Can a President Be Elected as a Write-In Candidate?

Short Answer: Yes:


How do we know that a president can be elected as a write-in candidate? Because 18 of them have been:

  • George Washington
  • John Adams
  • Thomas Jefferson
  • James Madison
  • James Monroe
  • John Quincy Adams
  • Andrew Jackson
  • Martin Van Buren
  • William Henry Harrison
  • James K. Polk
  • Zachary Taylor
  • Franklin Pierce
  • James Buchanan
  • Abraham Lincoln
  • Ulysses S. Grant
  • Rutherford B. Hayes
  • James A. Garfield
  • Grover Cleveland

That is, every president elected through the year 1884 (John Tyler, Millard Fillmore, Andrew Johnson, and Chester A. Arthur were never elected to the presidency; they ascended to it from the vice-presidency when their predecessors died in office).

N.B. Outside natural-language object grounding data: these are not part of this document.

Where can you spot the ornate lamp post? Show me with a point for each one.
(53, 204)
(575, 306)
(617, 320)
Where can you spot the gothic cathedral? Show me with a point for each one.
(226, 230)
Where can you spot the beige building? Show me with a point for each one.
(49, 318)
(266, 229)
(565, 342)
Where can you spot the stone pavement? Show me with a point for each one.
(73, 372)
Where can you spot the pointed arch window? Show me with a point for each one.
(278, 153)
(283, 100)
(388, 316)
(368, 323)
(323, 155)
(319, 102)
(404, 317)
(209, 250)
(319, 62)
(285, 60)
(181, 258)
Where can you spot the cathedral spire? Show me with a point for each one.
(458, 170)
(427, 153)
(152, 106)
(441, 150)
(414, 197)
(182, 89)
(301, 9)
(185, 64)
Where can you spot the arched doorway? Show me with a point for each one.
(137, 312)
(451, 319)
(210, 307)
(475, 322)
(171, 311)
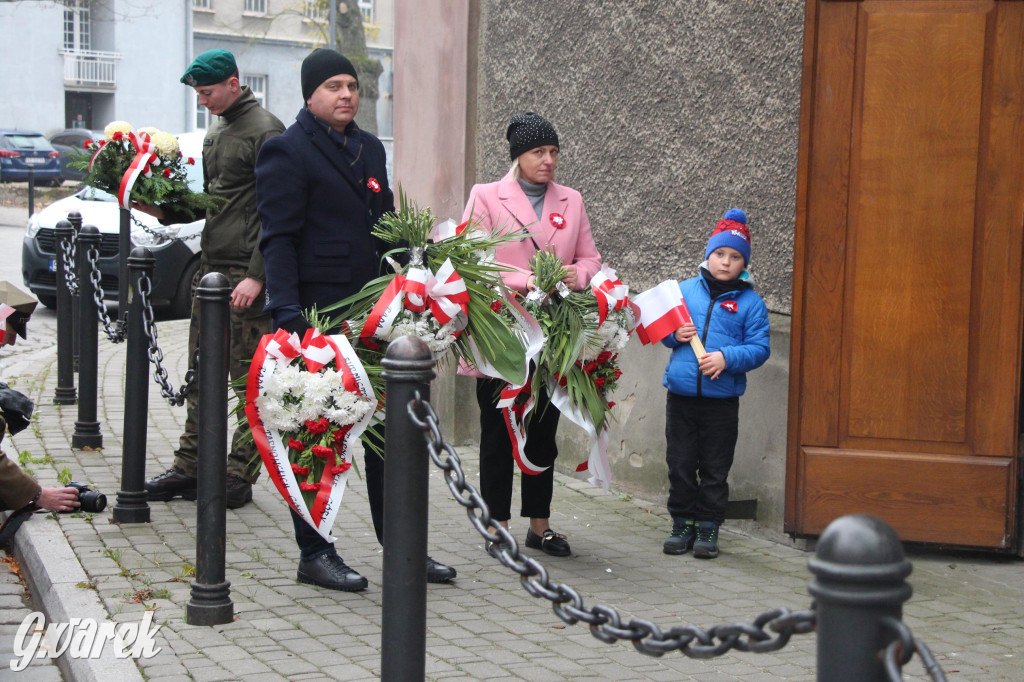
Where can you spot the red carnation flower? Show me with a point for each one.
(341, 468)
(318, 426)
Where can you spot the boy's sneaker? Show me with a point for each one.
(706, 546)
(681, 540)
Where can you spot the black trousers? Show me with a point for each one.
(310, 543)
(700, 436)
(497, 463)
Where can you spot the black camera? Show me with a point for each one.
(90, 500)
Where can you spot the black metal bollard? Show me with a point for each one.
(133, 506)
(211, 593)
(408, 369)
(75, 218)
(32, 190)
(87, 435)
(65, 392)
(859, 571)
(124, 248)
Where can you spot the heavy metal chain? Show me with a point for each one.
(605, 623)
(901, 649)
(68, 256)
(115, 335)
(160, 236)
(157, 355)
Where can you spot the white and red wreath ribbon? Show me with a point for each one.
(5, 311)
(662, 311)
(144, 157)
(279, 350)
(443, 292)
(531, 337)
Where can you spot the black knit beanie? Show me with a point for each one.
(321, 65)
(528, 131)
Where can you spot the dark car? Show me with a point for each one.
(24, 150)
(71, 144)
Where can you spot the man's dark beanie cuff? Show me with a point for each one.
(321, 65)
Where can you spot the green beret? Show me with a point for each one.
(210, 68)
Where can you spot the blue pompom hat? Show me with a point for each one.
(731, 231)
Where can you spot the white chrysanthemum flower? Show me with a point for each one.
(116, 126)
(166, 143)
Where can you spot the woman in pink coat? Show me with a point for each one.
(554, 215)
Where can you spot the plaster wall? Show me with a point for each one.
(669, 114)
(34, 79)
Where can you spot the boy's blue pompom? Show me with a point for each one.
(735, 214)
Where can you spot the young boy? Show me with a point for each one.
(702, 411)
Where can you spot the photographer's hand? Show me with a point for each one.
(58, 499)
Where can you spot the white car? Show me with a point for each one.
(175, 248)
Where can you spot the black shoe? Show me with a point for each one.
(706, 546)
(172, 483)
(438, 572)
(328, 570)
(550, 543)
(684, 531)
(239, 492)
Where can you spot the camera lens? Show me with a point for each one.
(92, 501)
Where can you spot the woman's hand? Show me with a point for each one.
(713, 365)
(685, 333)
(571, 276)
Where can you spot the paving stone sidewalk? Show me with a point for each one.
(969, 608)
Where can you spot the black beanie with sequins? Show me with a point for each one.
(528, 131)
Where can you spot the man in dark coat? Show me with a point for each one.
(321, 187)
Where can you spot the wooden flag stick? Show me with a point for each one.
(695, 343)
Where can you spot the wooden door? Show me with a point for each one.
(905, 364)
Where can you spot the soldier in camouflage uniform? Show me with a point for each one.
(229, 246)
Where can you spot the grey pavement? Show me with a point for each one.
(969, 608)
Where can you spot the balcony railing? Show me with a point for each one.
(91, 69)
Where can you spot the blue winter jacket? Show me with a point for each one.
(736, 324)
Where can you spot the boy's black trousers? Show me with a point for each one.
(700, 437)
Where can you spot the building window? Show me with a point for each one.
(77, 32)
(367, 7)
(311, 10)
(258, 85)
(202, 116)
(255, 7)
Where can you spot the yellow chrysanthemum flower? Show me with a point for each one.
(116, 126)
(166, 143)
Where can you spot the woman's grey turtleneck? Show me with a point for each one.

After the 1884 election, states began adopting the “Australian ballot” — a ballot printed by the government, which of course was allowed to decide whose names could be on it.

Before that, Americans voted by writing down the names of the candidates they supported, or (if they couldn’t write) telling an election official to write those names down for them, or using a ballot given printed and given to them by their parties or other associations of choice.

Yes, the United States was smaller then — only 38 states, with fewer than 10 million votes cast in the 1884 presidential election. On the other hand, election authorities in Grover Cleveland’s time didn’t have computers and optical scanners that could recognize text.

I’d say that 18 presidents is reasonably good proof of concept, wouldn’t you?

Let’s do it for the 19th time in 2024!